Моабитские хроники | страница 33
Возвращался домой - огромный полумесяц висит на севере. Над ним Венера. Светящиеся окна модернистских домов на Ханзафиртель. А вокруг нашего квартала (мы ведь живем в гомосексуалистском районе) весь день кучки мужиков в коже, фуражках, пилотках. Вроде какой-то фестиваль у них, или просто «ночь клубов». Странный все-таки город Берлин.
09.09
Гуляли с Анютой, играли в бокс. Я рассказывал ей про Мохаммеда Али. Когда пришли домой, пересмотрел его бой с Форманом в Киншассе. О, это в самом деле было великолепно! Али - отклоняющийся на канаты, скользящий по ним, играющий локтями, как танцующая гора, полная кустов и песков, песен.
Но потом посмотрел в интернете выставку одесситов, вроде местного извода старой московской идеи «Здравствуй, сказка». Поразительно - Петрел-ли, подражающий Звездочетову, Резун-Звездочетова на шестом десятке все так же давящая из тортовых шприцов контуры зайчиков, Перец с очередным младенцем-Гитлером в батоне, шутки Войцехова, непонятно зачем разогнанные в картины. Что они делали 25 лет?! Такое впечатление, что только пиздели и спали.
10.09
У дверей нашей квартиры на Пушкинской, в желтом кухонном свете, я прощаюсь с Дмитрием Замятиным. Дальше ему надо пройти темной сырой лестницей, но вместо этого он наталкивается на стену, и как-то изогнувшись дугой, падает, ломая хребет.

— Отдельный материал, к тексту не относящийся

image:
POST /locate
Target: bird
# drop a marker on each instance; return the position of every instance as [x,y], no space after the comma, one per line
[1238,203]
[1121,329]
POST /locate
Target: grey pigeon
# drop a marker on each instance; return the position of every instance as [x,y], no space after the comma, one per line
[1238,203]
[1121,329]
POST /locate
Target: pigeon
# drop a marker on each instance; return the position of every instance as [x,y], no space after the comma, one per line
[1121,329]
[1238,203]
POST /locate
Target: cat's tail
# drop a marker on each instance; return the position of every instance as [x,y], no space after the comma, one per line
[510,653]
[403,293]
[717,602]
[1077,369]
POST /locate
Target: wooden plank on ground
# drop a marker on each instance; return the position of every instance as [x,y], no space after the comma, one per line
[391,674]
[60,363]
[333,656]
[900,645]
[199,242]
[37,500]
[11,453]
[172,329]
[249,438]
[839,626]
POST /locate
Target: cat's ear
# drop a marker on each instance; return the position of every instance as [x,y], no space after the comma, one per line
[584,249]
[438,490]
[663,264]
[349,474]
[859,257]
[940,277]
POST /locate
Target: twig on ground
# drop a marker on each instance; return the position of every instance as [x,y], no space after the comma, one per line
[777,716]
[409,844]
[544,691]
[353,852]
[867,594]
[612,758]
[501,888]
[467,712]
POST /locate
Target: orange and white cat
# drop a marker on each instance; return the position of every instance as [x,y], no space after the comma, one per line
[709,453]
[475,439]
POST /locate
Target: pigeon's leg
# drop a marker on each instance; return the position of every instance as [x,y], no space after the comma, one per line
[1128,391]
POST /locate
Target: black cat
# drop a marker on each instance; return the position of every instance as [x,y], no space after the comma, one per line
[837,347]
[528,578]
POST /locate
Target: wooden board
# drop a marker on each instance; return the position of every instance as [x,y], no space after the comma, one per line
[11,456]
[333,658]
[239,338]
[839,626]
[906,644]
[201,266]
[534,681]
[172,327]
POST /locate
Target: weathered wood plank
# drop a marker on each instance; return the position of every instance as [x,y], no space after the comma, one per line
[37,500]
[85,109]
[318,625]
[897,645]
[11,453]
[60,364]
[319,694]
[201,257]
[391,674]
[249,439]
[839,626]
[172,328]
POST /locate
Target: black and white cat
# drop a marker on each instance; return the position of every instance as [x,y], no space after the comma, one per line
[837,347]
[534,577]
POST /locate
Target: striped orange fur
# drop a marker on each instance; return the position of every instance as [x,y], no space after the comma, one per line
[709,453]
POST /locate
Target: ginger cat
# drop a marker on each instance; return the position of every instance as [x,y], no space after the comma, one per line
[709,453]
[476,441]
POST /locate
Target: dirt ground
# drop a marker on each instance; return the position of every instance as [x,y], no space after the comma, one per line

Слушал ораторию Харри Партча - о бродяге, путешествующем автостопом в Сан-Франциско. Попутно я держал в левой руке полупустую банку скипидара, а правой - что-то исправлял тряпкой на холсте. Внезапно я услышал в банке резонанс низкого дребезжащего звука струны. Он повторился еще раз, и еще. На меня повеяло чем-то таким, шестидесятническим - когда эксперимент, музыка, проживание шли заподлицо.
А вообще, диссидент не режет и не перекраивает. Он просто уходит. Это надо помнить.
«Привидение! Привиденческое!» - пустой крик. Где опасность, там и спасение. Схватка. Охотиться, в охотку. Тюки товаров разбросаны по мастерской.
Но все расставив по местам, да, все распределив, став муравьишком - вдруг он спичкой взлетает над Быком. Как Мохаммед Али. Гора, что ерзает, скользит канатами, играет локтями, всеми прутьями своими, лианами. Такое прохождение муравья - даже если он сам не знает об этом, даже если на опий наложено табу.
«Я стираю, я смешиваю, я все это делаю - только не хочется печатать», - улыбаясь говорит художник. Он в трусах, шортах, он шарит с утра по своей мастерской. Он щербатый, круглоголовый, он живет в мастерской, где все разбросано с утра.